Sabato 3 Febbraio 2018
Questa la situazione nell'appennino bolognese

La pioggia battente non accenna per ora a dar tregua su tutto il territorio provinciale, mentre sulle colline, da Faenza a Forlì, sono caduti i primi consistenti fiocchi di neve. A Ravenna la temperatura si è fatta più rigida e la pioggia non accenna ad attenuarsi, come sul resto della Bassa Romagna. Dalla tarda mattinata di oggi Faenza appare imbiancata da una spolverata di neve, mentre nel forlivese ne sono caduti alcuni centimentri. 

Tutta l'Emilia Romagna comunque sembra investita da una raffica di maltempo con precipitazioni nevose concentrate soprattutto sui versanti occidentali della regione. Dal tardo pomeriggio e verso sera, le previsioni di Arpae danno un'attenuamento dei fenomeni atmosferici, con gelate nella notte.

Per quanto riguarda la situazione delle strade e della viabilità, Anas informa che in Emilia Romagna, dal km 162.6 al km 250.5, tra gli svincoli di Canili e Ravenna, il traffico è rallentato ma in via di normalizzazione. Il transito è consentito ai soli veicoli leggeri muniti di dotazioni invernali. I filtraggi sono in corso al km 228.5, con uscita obbligatoria a Cesena nord per i veicoli superiori a 7,5 tonnellate e deviazione in autostrada.

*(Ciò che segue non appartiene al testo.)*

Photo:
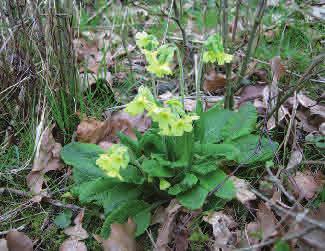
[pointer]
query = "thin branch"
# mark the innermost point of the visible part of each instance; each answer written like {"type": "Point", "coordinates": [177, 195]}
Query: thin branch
{"type": "Point", "coordinates": [300, 83]}
{"type": "Point", "coordinates": [252, 35]}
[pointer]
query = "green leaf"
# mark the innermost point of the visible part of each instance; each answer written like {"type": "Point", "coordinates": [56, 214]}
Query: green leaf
{"type": "Point", "coordinates": [250, 150]}
{"type": "Point", "coordinates": [211, 122]}
{"type": "Point", "coordinates": [91, 190]}
{"type": "Point", "coordinates": [131, 174]}
{"type": "Point", "coordinates": [188, 182]}
{"type": "Point", "coordinates": [154, 169]}
{"type": "Point", "coordinates": [218, 177]}
{"type": "Point", "coordinates": [63, 220]}
{"type": "Point", "coordinates": [281, 246]}
{"type": "Point", "coordinates": [83, 158]}
{"type": "Point", "coordinates": [193, 198]}
{"type": "Point", "coordinates": [229, 151]}
{"type": "Point", "coordinates": [204, 168]}
{"type": "Point", "coordinates": [123, 212]}
{"type": "Point", "coordinates": [107, 192]}
{"type": "Point", "coordinates": [241, 123]}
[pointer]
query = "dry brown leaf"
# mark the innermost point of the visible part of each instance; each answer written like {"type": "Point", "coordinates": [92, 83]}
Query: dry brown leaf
{"type": "Point", "coordinates": [47, 159]}
{"type": "Point", "coordinates": [306, 184]}
{"type": "Point", "coordinates": [277, 68]}
{"type": "Point", "coordinates": [76, 234]}
{"type": "Point", "coordinates": [105, 132]}
{"type": "Point", "coordinates": [3, 245]}
{"type": "Point", "coordinates": [122, 237]}
{"type": "Point", "coordinates": [18, 241]}
{"type": "Point", "coordinates": [73, 245]}
{"type": "Point", "coordinates": [267, 221]}
{"type": "Point", "coordinates": [214, 81]}
{"type": "Point", "coordinates": [250, 93]}
{"type": "Point", "coordinates": [222, 226]}
{"type": "Point", "coordinates": [165, 231]}
{"type": "Point", "coordinates": [189, 105]}
{"type": "Point", "coordinates": [316, 238]}
{"type": "Point", "coordinates": [93, 131]}
{"type": "Point", "coordinates": [295, 159]}
{"type": "Point", "coordinates": [243, 193]}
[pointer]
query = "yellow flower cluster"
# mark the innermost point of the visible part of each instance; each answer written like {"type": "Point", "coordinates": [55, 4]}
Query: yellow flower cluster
{"type": "Point", "coordinates": [158, 58]}
{"type": "Point", "coordinates": [172, 119]}
{"type": "Point", "coordinates": [113, 160]}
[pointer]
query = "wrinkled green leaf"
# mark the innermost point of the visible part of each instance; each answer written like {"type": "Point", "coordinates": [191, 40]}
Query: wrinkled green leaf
{"type": "Point", "coordinates": [131, 174]}
{"type": "Point", "coordinates": [154, 169]}
{"type": "Point", "coordinates": [204, 168]}
{"type": "Point", "coordinates": [83, 158]}
{"type": "Point", "coordinates": [229, 151]}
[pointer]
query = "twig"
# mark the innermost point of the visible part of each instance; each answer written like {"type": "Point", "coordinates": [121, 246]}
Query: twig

Con l’arrivo della neve nelle province centro-orientali dell’Emilia Romagna, sono scesi in strada anche i trattori degli agricoltori. È quanto comunica Coldiretti regionale, sottolineando che le precipitazioni di questi giorni sono importanti per recuperare le riserve idriche messe a dura prova dalla siccità della scorsa estate che ha compromesso non solo le attività agricole, ma anche di altri settori produttivi.

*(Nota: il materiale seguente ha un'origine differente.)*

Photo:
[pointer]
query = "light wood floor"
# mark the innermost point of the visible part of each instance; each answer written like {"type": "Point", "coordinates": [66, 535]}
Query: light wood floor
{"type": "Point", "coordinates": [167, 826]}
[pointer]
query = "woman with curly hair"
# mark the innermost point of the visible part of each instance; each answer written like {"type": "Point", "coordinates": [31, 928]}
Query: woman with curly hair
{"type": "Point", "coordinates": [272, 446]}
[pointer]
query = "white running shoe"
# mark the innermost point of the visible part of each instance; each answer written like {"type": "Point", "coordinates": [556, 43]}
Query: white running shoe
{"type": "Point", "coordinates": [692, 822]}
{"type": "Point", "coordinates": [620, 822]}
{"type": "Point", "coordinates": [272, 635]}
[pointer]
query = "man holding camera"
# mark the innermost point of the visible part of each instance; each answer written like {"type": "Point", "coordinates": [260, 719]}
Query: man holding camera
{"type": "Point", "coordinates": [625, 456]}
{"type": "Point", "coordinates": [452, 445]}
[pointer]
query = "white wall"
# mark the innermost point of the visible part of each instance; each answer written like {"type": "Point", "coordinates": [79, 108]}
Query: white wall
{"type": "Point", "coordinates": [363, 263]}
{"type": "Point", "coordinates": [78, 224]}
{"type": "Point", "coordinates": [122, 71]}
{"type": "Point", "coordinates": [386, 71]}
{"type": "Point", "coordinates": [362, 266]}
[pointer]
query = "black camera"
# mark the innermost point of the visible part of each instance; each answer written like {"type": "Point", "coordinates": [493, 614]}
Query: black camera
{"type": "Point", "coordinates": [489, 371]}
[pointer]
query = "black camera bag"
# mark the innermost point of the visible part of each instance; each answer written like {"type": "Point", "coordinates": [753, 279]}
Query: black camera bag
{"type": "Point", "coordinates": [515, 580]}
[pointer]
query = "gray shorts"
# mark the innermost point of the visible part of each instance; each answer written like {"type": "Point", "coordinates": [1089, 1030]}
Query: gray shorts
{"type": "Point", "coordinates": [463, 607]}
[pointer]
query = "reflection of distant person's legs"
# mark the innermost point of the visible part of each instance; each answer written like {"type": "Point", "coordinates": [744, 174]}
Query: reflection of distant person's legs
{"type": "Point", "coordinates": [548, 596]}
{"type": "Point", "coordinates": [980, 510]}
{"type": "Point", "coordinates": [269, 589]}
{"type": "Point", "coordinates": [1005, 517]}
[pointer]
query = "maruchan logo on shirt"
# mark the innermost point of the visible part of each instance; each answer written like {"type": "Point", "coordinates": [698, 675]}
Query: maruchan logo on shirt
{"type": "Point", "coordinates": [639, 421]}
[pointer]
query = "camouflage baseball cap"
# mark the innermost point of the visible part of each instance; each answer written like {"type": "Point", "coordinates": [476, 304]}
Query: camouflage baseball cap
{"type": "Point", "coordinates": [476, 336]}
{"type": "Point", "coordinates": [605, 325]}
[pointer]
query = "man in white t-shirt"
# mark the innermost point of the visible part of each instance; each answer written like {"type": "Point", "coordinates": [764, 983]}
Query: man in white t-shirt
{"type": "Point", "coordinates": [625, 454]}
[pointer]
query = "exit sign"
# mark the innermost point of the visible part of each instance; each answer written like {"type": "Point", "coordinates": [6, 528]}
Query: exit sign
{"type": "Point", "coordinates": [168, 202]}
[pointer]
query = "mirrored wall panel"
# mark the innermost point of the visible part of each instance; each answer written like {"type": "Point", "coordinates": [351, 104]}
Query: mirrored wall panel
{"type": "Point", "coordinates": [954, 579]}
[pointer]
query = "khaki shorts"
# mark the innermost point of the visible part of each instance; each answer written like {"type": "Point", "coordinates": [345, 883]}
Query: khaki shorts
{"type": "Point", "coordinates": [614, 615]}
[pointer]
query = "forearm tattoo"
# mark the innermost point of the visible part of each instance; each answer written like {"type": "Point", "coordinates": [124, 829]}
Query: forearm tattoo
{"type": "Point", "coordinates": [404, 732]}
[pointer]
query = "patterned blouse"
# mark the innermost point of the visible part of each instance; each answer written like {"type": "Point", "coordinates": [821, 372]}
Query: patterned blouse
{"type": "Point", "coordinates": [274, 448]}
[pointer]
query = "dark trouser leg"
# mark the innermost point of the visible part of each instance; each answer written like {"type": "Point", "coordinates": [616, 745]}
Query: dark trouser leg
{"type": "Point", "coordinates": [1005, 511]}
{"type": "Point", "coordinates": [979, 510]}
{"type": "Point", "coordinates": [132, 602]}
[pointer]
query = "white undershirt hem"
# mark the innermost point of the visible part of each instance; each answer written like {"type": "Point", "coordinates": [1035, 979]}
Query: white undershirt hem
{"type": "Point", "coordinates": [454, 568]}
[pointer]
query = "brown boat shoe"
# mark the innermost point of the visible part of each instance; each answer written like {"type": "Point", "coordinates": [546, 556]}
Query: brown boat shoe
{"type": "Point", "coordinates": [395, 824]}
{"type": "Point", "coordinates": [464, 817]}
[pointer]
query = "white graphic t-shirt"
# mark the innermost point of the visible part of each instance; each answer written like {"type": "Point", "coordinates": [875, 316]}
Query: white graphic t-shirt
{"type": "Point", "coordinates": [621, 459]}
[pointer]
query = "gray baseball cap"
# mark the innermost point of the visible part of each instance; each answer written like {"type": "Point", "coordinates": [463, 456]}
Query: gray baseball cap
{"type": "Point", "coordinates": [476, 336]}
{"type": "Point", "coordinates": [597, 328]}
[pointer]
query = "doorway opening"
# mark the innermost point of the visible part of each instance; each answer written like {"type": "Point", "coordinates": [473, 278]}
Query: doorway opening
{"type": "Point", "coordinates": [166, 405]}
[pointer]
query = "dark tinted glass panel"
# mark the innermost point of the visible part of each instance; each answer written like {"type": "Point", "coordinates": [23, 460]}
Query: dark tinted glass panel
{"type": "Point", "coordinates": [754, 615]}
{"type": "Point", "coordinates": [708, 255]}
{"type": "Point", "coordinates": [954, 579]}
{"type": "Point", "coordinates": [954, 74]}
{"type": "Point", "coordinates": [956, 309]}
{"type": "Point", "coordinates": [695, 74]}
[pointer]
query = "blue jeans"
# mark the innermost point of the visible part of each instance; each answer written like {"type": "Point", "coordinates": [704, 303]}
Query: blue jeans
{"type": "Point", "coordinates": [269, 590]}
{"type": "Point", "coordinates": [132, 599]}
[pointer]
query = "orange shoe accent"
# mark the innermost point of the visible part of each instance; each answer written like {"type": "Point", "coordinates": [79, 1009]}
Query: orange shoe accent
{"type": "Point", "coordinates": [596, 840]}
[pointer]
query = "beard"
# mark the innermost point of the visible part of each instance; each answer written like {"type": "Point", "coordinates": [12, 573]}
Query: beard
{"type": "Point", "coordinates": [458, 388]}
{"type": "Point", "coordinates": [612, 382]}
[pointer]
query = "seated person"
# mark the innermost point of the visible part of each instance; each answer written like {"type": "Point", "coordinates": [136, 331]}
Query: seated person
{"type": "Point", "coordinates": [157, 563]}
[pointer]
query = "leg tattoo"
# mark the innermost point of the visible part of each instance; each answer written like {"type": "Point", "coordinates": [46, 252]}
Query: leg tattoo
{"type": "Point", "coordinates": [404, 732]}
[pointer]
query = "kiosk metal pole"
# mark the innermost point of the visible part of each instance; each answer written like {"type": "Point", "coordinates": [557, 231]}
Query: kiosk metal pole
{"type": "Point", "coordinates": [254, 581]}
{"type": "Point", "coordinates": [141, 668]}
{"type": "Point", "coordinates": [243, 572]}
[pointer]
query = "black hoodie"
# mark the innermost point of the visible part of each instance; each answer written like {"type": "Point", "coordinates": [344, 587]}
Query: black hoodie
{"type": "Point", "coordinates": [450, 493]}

"Secondo l’ultimo bollettino delle anomalie termiche dell’Arpae – informa Coldiretti Emilia Romagna – nel 2017 nella nostra regione le anomalie termiche "calde" hanno prevalso su quelle "fredde" per quasi tutto l´anno, contribuendo a consolidare il riscaldamento climatico già in atto in regione da almeno venticinque anni, con la temperatura che si è attestata mediamente di un grado sopra alla media del trentennio precedente".

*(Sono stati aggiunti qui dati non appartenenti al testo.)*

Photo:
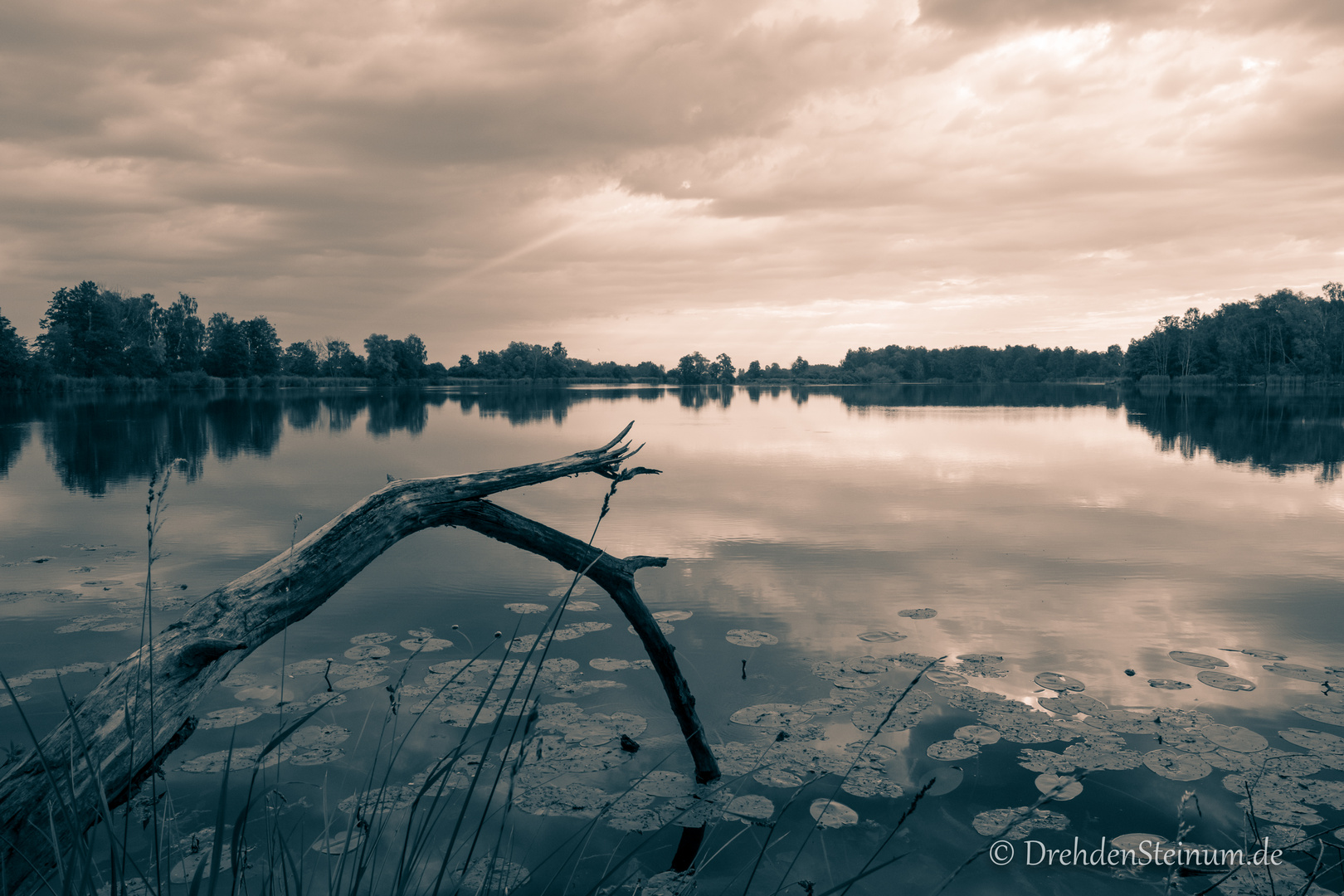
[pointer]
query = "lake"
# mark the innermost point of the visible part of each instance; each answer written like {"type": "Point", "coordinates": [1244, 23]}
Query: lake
{"type": "Point", "coordinates": [1135, 590]}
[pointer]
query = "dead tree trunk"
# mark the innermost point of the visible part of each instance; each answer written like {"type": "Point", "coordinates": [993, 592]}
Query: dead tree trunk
{"type": "Point", "coordinates": [143, 709]}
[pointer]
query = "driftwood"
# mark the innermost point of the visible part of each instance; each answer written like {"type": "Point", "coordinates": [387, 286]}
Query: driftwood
{"type": "Point", "coordinates": [127, 738]}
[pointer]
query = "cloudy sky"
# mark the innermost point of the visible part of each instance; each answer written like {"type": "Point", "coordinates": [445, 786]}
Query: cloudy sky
{"type": "Point", "coordinates": [644, 178]}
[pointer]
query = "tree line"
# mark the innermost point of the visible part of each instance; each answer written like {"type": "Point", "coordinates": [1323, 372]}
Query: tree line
{"type": "Point", "coordinates": [95, 332]}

"Se il ripristino delle risorse idriche del terreno, dei fiumi e dei bacini d’acqua è fondamentale, preoccupa però – rileva Coldiretti Emilia Romagna – l’accumulo sulle piante di neve che può provocare con il peso la rottura dei rami. Siamo di fronte agli effetti dei cambiamenti climatici che si stanno manifestano con pesanti effetti sull’agricoltura italiana, che negli ultimi dieci anni ha subito danni per 14 miliardi di euro secondo i nostri rilevamenti".

"Si moltiplicano – conclude l’organizzazione  dei coltivatori – gli eventi estremi, sfasamenti stagionali e precipitazioni brevi, ma intense e il repentino passaggio dal sereno al maltempo. Siccità e bombe d’acqua con forti piogge a carattere alluvionale, ma anche nevicate estreme e picchi di calore anomali si alternano lungo l’anno e lungo tutta la Penisola".